The building on the former UMIST campus in Manchester, has been listed at Grade II.

A block for lecture theatres, originally designed in 1958 for the Manchester College of Technology by W A Gibbon, a partner in the firm of Cruickshank & Seward, with his assistant Gordon Hodkinson, and built in 1960-1962.

The structural engineer was S S Heighway of Ove Arup & Partners and the acoustic consultant was Hope Bagenal. The building contains a large abstract mural, also designed in 1958, by Victor Pasmore, executed in 1968.

The listing says Historic England, comes as the first purpose-built lecture block in an English institution of higher education, which proved particularly influential on buildings at post-war technical universities, such as Brunel University and Leeds;

Its slab-and-podium design, one of the earliest examples in England and a pioneering use in an educational setting and
its innovative and efficient planning, with nine lecture theatres stacked vertically to save space, enabling large numbers of students to reduce time moving between separate buildings and to be taught in better-equipped theatres;

Its strikingly Modernist and sculptural design notably the zig-zag profile of the east wall, transparent stair tower, and bold concave curve to the rooftop plant.

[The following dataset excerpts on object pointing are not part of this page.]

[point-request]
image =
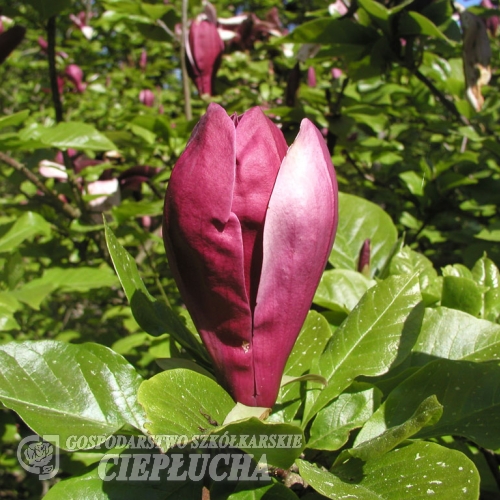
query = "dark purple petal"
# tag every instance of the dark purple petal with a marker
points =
(205, 249)
(260, 148)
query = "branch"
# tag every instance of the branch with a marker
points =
(67, 209)
(185, 78)
(51, 54)
(444, 101)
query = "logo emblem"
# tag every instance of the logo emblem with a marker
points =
(39, 455)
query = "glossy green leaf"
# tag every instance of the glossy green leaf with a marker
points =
(407, 261)
(486, 274)
(451, 334)
(7, 320)
(419, 470)
(468, 391)
(309, 345)
(379, 333)
(75, 135)
(183, 402)
(428, 413)
(14, 119)
(275, 491)
(26, 226)
(462, 294)
(155, 317)
(91, 486)
(332, 425)
(281, 444)
(341, 289)
(67, 389)
(359, 220)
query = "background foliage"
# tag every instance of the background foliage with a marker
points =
(409, 347)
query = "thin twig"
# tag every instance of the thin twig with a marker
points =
(68, 210)
(51, 55)
(338, 102)
(444, 101)
(56, 99)
(185, 78)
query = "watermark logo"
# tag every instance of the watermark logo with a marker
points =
(39, 456)
(224, 457)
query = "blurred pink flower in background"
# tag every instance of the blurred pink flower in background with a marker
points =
(147, 97)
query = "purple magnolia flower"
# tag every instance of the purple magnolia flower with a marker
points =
(143, 59)
(204, 50)
(311, 77)
(248, 228)
(147, 97)
(75, 75)
(337, 73)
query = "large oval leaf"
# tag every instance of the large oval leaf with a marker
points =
(469, 393)
(66, 389)
(359, 220)
(419, 470)
(379, 333)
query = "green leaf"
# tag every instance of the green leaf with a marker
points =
(75, 135)
(67, 389)
(309, 345)
(451, 334)
(14, 119)
(419, 470)
(407, 261)
(413, 24)
(379, 333)
(428, 413)
(7, 320)
(486, 274)
(275, 491)
(468, 391)
(182, 402)
(49, 8)
(341, 289)
(79, 279)
(28, 225)
(129, 209)
(154, 317)
(262, 438)
(378, 13)
(90, 485)
(462, 294)
(332, 425)
(359, 220)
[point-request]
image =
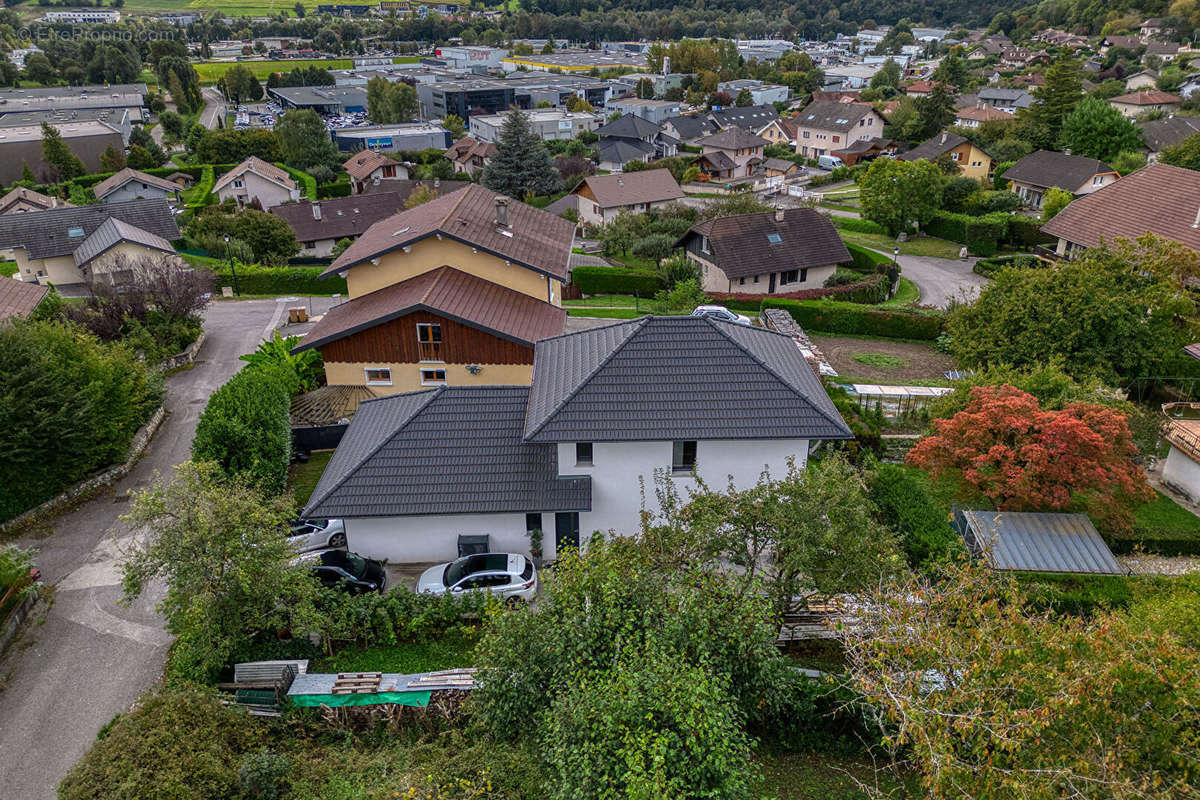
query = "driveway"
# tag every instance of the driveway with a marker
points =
(90, 659)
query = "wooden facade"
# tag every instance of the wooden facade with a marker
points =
(396, 342)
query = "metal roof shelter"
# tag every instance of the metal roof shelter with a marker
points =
(1036, 542)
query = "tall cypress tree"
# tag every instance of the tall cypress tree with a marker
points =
(521, 163)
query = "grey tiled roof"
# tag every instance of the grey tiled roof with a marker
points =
(660, 378)
(451, 450)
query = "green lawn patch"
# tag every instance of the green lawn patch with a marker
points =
(449, 651)
(303, 476)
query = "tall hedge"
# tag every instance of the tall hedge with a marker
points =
(852, 319)
(246, 429)
(617, 280)
(71, 407)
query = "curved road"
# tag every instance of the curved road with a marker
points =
(91, 657)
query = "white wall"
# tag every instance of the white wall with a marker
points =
(621, 469)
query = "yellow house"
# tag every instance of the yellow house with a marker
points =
(454, 292)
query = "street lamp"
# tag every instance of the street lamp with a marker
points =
(233, 270)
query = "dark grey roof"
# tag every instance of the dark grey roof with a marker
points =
(670, 378)
(450, 450)
(1037, 542)
(47, 234)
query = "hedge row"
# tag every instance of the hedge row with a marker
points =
(852, 319)
(281, 280)
(617, 280)
(246, 428)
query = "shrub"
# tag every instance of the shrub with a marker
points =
(852, 319)
(617, 280)
(245, 427)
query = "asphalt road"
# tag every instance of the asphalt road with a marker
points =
(91, 657)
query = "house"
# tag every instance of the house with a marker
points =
(71, 245)
(1157, 198)
(631, 138)
(1140, 102)
(731, 154)
(1167, 132)
(609, 410)
(133, 185)
(1039, 170)
(688, 128)
(779, 131)
(976, 115)
(972, 161)
(19, 299)
(490, 269)
(22, 199)
(469, 155)
(773, 252)
(825, 126)
(601, 198)
(255, 181)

for the contrast between white concrete and Portland stone and brick and terracotta, as found in Manchester’s 19th century buildings;

Much of the interior layout remains, most notably the lecture theatres, as well as many fixtures and fittings;

Cruickshank and Seward were an important local practice and W A Gibbon’s Renold Building, designed in consultation with the university’s principal, Dr Bowden, was the College of Technology’s statement building, epitomising the distinctive technical character of the campus;

The survival of a large abstract interior mural, a rare and important work in this medium by Victor Pasmore, a leading British artist of the postwar period.